Was sich durch den EU-Austritt Großbritanniens für das populärste Bildungsprogramm Europas, Erasmus+ ändert.

Ein Wandgemälde des britischen Künstlers Banksy in Dover.
Ein Wandgemälde des britischen Künstlers Banksy in Dover.

Ein kurzes Gedankenspiel: Stellen Sie sich vor, Ihnen würde angeboten, dass Sie sich einige Monate lang im europäischen Ausland fortbilden dürfen. Den Zielort können Sie selbst wählen. Was glauben Sie, für welches Land sich die meisten entscheiden würden? Spanien? Italien? Portugal? Falsch gedacht: Bei jenen Österreichern, die sich 2019 im Zuge des EU-Programms Erasmus+ beruflich fortbilden wollten, war Großbritannien die beliebteste Destination. Mehr als 1200 Praktikanten - etwa jene von berufsbildenden Schulen oder alle, die ihr Praktikum während der Lehre im Ausland machen wollten - wählten das Vereinigte Königreich. Und auch bei Hochschülern war Großbritannien mit 755 Studenten eines der drei beliebtesten Länder. Nur Spanien (1115) und Deutschland (1995) konnten mehr Studierende anlocken. "Allein diese Zahlen zeigen, dass der Brexit für Erasmus+ schon ein Drama ist. Wir verlieren den Zugang zu einem attraktiven Bildungsland", sagt Jakob Calice, Geschäftsführer des OeAD, der heimischen Agentur für Bildung und Internationalisierung.

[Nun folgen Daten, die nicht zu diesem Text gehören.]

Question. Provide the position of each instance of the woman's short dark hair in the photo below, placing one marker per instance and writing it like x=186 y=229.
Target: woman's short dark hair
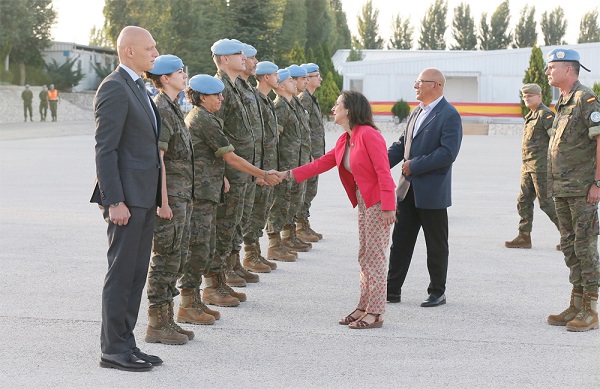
x=155 y=78
x=359 y=109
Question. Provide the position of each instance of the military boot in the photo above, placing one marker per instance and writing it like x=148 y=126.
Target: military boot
x=252 y=260
x=587 y=318
x=568 y=314
x=250 y=278
x=215 y=293
x=231 y=277
x=264 y=260
x=522 y=241
x=277 y=251
x=304 y=232
x=190 y=311
x=170 y=314
x=291 y=241
x=159 y=330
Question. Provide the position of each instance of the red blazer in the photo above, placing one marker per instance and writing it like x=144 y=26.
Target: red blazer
x=369 y=163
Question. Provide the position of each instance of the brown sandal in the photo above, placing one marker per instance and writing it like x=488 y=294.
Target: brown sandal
x=350 y=319
x=363 y=325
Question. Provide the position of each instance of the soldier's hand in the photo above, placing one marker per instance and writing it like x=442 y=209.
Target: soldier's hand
x=119 y=215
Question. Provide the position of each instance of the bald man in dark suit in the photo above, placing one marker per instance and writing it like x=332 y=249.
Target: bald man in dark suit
x=127 y=190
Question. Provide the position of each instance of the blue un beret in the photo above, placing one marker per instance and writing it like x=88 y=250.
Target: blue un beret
x=283 y=74
x=227 y=47
x=296 y=71
x=249 y=50
x=310 y=67
x=560 y=55
x=266 y=67
x=207 y=85
x=166 y=64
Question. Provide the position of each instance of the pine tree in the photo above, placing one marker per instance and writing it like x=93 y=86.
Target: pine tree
x=402 y=34
x=463 y=28
x=589 y=31
x=554 y=27
x=536 y=74
x=525 y=34
x=368 y=27
x=433 y=27
x=500 y=38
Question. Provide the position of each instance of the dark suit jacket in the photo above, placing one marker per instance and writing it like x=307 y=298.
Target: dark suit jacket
x=127 y=158
x=431 y=154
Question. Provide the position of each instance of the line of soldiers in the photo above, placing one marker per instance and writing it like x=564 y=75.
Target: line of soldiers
x=221 y=191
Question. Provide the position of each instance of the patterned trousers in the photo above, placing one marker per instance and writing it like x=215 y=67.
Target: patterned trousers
x=374 y=239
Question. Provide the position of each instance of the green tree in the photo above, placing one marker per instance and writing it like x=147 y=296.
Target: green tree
x=525 y=34
x=536 y=74
x=500 y=38
x=25 y=32
x=433 y=27
x=554 y=27
x=402 y=33
x=368 y=27
x=484 y=34
x=589 y=31
x=463 y=28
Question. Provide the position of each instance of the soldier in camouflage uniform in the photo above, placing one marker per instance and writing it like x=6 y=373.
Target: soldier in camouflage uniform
x=536 y=135
x=317 y=148
x=288 y=236
x=213 y=154
x=172 y=225
x=290 y=138
x=574 y=180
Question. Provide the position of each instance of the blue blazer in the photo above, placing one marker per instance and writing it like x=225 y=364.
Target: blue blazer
x=431 y=154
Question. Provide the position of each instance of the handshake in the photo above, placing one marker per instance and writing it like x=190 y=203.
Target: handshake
x=273 y=177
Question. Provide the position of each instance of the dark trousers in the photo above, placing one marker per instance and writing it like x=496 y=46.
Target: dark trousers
x=128 y=257
x=410 y=219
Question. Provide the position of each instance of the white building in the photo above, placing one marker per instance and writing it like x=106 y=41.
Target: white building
x=87 y=56
x=483 y=83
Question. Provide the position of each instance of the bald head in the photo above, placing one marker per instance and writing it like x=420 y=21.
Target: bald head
x=136 y=49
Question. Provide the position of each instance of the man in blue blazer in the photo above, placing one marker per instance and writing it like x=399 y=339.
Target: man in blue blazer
x=127 y=190
x=428 y=147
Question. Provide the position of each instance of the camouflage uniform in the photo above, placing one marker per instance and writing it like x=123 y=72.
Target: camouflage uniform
x=536 y=136
x=289 y=157
x=210 y=144
x=171 y=237
x=237 y=128
x=317 y=146
x=571 y=170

Großbritanniens Ausstieg aus Erasmus+

Mit dem Ausstieg aus der EU hat sich Großbritannien auch aus Erasmus+ verabschiedet. Erasmus+ ist das größte europäische Bildungsprogramm, unter dessen Dach 2014 alle EU-Programme für lebenslanges Lernen, Jugend und Sport sowie Kooperationsprogramme im Hochschulbereich zusammengeführt wurden. Auslandssemester für Studierende werden ebenso organisiert wie gemeinsame Bildungsprojekte, Programme für Erwachsenenbildung, Schüleraustausch und Auslandspraktika.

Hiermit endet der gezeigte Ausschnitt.